About the Course
Parallelism has been employed for many years, mainly in high-performance computing. Interest in it has grown lately due to the physical constraints preventing frequency scaling. Parallel Computers can be roughly classified as either (i) shared-memory systems: multi-core/multi-processor computers having multiple processing elements in a single machine; or (ii) distributed-memory systems: typically using multiple computers to work on the same task. Typically, practical systems employ hybrid systems comprising of distributed memory systems with each computer comprising of shared memory system.
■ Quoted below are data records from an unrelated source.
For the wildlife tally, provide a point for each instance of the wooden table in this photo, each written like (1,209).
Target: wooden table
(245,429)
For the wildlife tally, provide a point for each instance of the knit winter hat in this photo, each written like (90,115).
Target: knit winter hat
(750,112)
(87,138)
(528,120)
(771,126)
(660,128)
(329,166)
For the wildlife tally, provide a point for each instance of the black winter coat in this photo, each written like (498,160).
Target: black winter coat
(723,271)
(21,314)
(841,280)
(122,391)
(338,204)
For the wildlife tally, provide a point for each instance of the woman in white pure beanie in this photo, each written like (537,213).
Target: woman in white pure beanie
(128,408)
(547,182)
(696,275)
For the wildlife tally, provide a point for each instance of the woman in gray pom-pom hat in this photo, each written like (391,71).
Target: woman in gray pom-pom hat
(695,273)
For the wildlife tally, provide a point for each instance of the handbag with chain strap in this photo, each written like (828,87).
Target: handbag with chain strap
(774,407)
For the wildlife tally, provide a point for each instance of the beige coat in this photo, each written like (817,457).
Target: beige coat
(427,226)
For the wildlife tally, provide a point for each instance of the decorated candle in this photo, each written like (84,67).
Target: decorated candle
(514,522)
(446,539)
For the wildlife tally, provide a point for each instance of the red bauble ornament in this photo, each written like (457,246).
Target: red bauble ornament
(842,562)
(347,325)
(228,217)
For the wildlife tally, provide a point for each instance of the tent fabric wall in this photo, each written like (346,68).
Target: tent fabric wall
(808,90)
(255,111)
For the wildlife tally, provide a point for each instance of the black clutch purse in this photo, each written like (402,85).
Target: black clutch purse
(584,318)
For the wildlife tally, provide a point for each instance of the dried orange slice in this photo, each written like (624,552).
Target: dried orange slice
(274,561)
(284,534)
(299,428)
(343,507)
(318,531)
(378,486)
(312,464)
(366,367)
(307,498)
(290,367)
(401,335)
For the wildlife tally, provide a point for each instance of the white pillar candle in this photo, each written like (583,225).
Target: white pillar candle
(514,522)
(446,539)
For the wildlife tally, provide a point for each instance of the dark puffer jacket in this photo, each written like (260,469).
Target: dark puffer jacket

Distributed-memory systems are more scalable than shared-memory systems and are therefore more frequently used in Supercomputers. Such large scale systems typically comprise of a massive number of dedicated processors placed in close proximity to each other and connected using a special dedicated network such as a mesh or hypercube architecture. This saves considerable time in moving data around and makes it possible for the processors to work together. Supercomputers play an important role in computational science and are used in a wide range of fields, including weather forecasting, climate research, oil and gas exploration, and physical simulations.
Developing parallel programs involves aspects related to designing parallel algorithms, performing efficient communication and synchronization amongst the processors. In this course, we will be studying some basic computational routines that are used in Supercomputing (solving system of linear equations, fast Fourier transforms and graph problems). We will study algorithms for solving these problems in parallel and the underlying communication patterns. We will study various network topologies (mesh, hypercube, dragonfly) and relate the above communication patterns to these topologies.